I called Eckhart’s words a challenge, and they are. Yet I think the challenge lies not so much in the project to take leave of oneself as it does in the process of accepting that we are already and always leaving ourselves.
The process of becoming is constant in any life, of course; we are plenty of selves even if we don’t ever move from the place we were born. Yet when the changes erupt all at once, I think the truth of it is closer at hand, harder to hide from. Even if we don’t see or acknowledge it, I think we sense that we are doing more than figuring out the logistics of a new job, a new family configuration, a big move. We’re facing the fact that we are taking leave of this self; we will become someone as-yet-unknown, with as-yet-unknown habits, thoughts, and priorities.
But it’s hard to name all that. So, we say, “It’s a lot.”
I feel relief in realizing that this part of my own transition is affecting me so much. Seeing it means I have a choice: consent to, or resist, reality.
There’s only one good option there, of course.
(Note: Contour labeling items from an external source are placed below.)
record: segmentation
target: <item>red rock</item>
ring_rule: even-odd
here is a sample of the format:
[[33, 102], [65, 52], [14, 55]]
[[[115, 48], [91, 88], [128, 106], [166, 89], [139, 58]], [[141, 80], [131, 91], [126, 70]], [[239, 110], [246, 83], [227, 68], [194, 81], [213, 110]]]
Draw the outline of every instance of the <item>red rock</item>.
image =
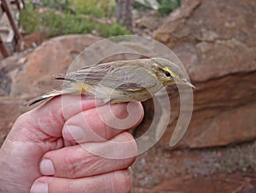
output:
[[[255, 13], [250, 0], [185, 0], [154, 32], [179, 56], [196, 86], [191, 122], [178, 147], [256, 139]], [[178, 96], [170, 98], [177, 116], [160, 141], [166, 148], [179, 111]]]

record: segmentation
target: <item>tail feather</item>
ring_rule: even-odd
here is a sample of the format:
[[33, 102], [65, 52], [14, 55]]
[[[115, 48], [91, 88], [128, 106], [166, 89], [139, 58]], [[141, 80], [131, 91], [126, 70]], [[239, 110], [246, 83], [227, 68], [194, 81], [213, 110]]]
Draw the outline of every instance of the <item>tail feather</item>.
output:
[[58, 95], [61, 95], [61, 94], [62, 94], [61, 90], [53, 90], [51, 92], [49, 92], [48, 94], [45, 94], [42, 96], [37, 97], [33, 99], [31, 99], [31, 100], [26, 102], [24, 105], [26, 105], [26, 106], [31, 106], [31, 105], [35, 105], [35, 104], [37, 104], [40, 101], [44, 101], [44, 100], [49, 99], [52, 97], [58, 96]]

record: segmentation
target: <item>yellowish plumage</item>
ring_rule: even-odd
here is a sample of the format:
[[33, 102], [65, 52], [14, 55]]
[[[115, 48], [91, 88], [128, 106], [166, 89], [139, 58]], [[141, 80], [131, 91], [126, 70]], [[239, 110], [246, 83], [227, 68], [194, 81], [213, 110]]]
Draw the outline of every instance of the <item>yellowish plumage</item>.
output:
[[162, 58], [99, 64], [56, 75], [55, 78], [65, 80], [61, 88], [32, 99], [26, 105], [68, 94], [85, 94], [104, 103], [144, 101], [164, 86], [180, 83], [195, 88], [177, 65]]

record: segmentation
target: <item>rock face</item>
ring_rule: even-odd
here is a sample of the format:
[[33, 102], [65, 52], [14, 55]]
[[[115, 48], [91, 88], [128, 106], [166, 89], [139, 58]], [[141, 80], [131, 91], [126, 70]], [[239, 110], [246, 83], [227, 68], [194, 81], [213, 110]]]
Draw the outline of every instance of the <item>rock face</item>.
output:
[[[154, 31], [179, 56], [194, 91], [194, 112], [179, 147], [256, 139], [256, 3], [184, 0]], [[174, 108], [178, 96], [172, 95]], [[177, 114], [177, 113], [176, 113]], [[168, 144], [177, 117], [161, 144]]]
[[[15, 120], [27, 111], [22, 104], [59, 87], [54, 74], [64, 73], [75, 57], [101, 40], [90, 35], [70, 35], [46, 41], [33, 52], [13, 55], [0, 65], [0, 142]], [[0, 145], [1, 145], [0, 143]]]

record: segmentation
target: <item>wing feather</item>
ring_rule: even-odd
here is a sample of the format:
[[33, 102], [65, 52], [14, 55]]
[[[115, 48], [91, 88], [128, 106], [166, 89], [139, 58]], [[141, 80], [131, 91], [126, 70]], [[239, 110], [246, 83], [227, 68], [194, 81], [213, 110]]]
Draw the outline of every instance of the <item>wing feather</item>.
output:
[[158, 83], [155, 75], [148, 71], [148, 68], [127, 62], [124, 60], [86, 66], [77, 71], [56, 75], [55, 78], [84, 82], [92, 86], [100, 82], [106, 87], [131, 91], [151, 88]]

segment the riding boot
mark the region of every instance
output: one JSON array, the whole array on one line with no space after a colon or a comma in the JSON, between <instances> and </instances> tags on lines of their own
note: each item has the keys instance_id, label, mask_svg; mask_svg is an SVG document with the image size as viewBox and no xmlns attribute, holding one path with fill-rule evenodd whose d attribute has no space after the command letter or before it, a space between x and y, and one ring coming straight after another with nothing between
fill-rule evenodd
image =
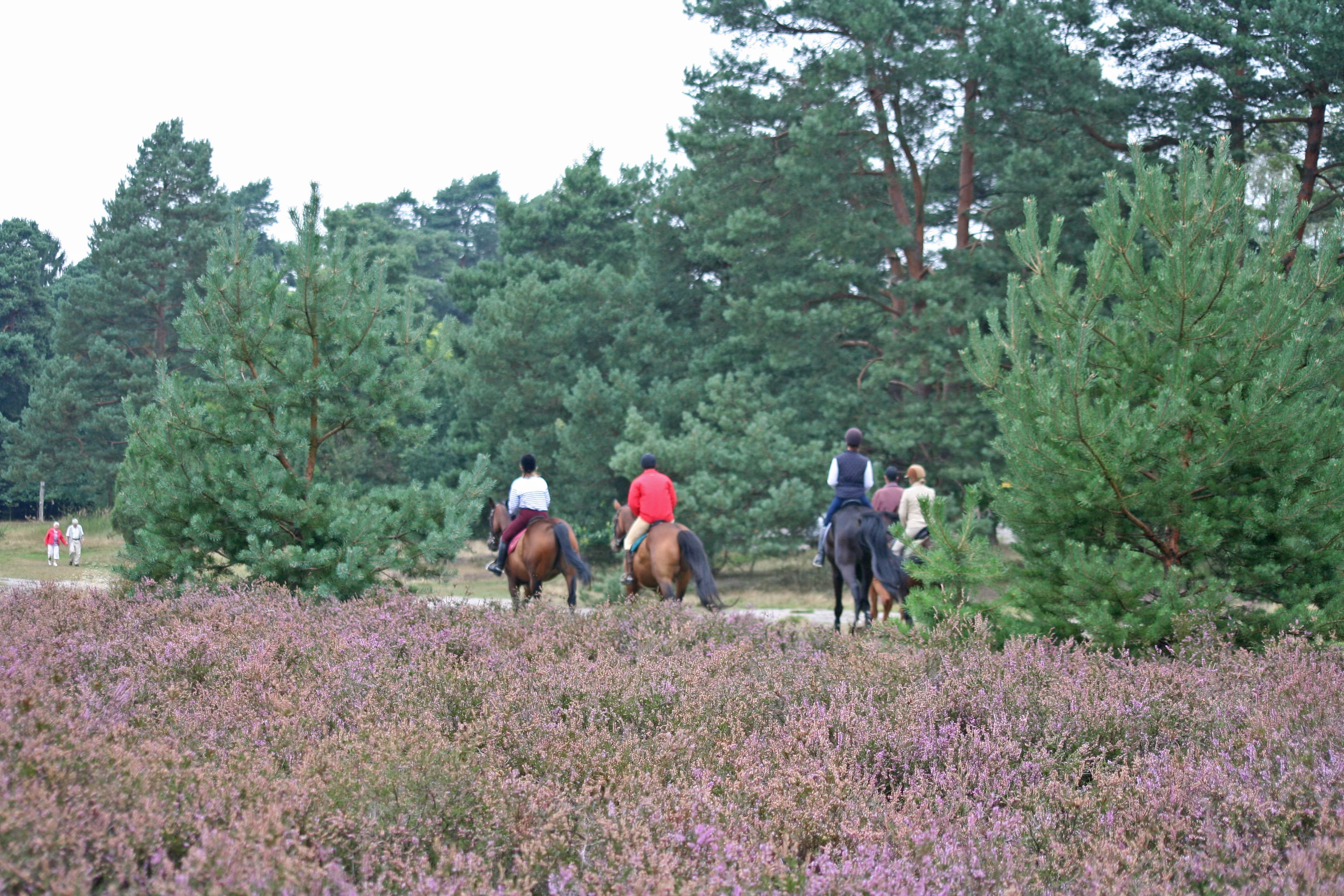
<instances>
[{"instance_id":1,"label":"riding boot","mask_svg":"<svg viewBox=\"0 0 1344 896\"><path fill-rule=\"evenodd\" d=\"M831 524L821 527L821 537L817 539L817 556L812 557L812 566L824 567L827 564L827 535L831 533Z\"/></svg>"},{"instance_id":2,"label":"riding boot","mask_svg":"<svg viewBox=\"0 0 1344 896\"><path fill-rule=\"evenodd\" d=\"M504 564L508 563L508 541L500 539L500 552L495 556L495 560L489 563L485 568L495 575L504 575Z\"/></svg>"}]
</instances>

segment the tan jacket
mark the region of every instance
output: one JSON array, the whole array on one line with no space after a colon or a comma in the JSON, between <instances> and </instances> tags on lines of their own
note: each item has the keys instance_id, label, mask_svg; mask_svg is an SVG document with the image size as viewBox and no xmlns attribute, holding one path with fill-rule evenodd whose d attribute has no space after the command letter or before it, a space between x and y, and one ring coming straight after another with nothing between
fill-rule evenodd
<instances>
[{"instance_id":1,"label":"tan jacket","mask_svg":"<svg viewBox=\"0 0 1344 896\"><path fill-rule=\"evenodd\" d=\"M900 525L906 529L906 537L913 539L919 533L919 529L929 525L929 521L923 519L923 510L919 508L919 498L934 498L935 492L930 489L923 482L915 482L906 493L900 496Z\"/></svg>"}]
</instances>

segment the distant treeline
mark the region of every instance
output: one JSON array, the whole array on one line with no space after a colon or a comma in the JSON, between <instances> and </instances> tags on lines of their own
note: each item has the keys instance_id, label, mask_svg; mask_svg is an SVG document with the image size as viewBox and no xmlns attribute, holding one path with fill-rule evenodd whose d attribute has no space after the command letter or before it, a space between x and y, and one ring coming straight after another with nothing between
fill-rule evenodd
<instances>
[{"instance_id":1,"label":"distant treeline","mask_svg":"<svg viewBox=\"0 0 1344 896\"><path fill-rule=\"evenodd\" d=\"M738 43L687 74L695 113L671 140L688 165L610 179L594 152L536 197L491 173L325 212L327 239L366 246L439 321L448 357L425 373L431 410L399 420L427 438L341 433L323 476L372 489L488 454L503 482L531 451L597 543L650 450L712 551L796 547L848 426L879 465L919 462L945 490L1000 463L960 352L1021 270L1005 234L1024 197L1063 218L1073 265L1132 145L1171 161L1227 141L1253 204L1297 193L1309 227L1340 207L1335 0L689 5ZM114 502L128 407L160 368L192 373L175 320L235 216L293 278L270 183L226 188L180 121L105 208L71 266L40 223L0 224L15 506L39 481L63 508Z\"/></svg>"}]
</instances>

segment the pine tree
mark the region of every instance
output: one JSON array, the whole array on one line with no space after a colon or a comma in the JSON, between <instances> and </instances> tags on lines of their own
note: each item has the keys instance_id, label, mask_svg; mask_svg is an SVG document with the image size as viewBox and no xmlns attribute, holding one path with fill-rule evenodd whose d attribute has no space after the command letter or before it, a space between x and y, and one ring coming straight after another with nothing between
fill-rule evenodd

I considered concluding with a thought along the lines of going with the flow—I was going to shoot for something less trite, though—and then I wondered what Eckhart would think of that phrase. And I think he’d urge us deeper, past the idea that we should or even could separate ourselves from the proverbial flow (which he would certainly consider God) in order to go with it. Don’t go with the flow, he might say. Become it.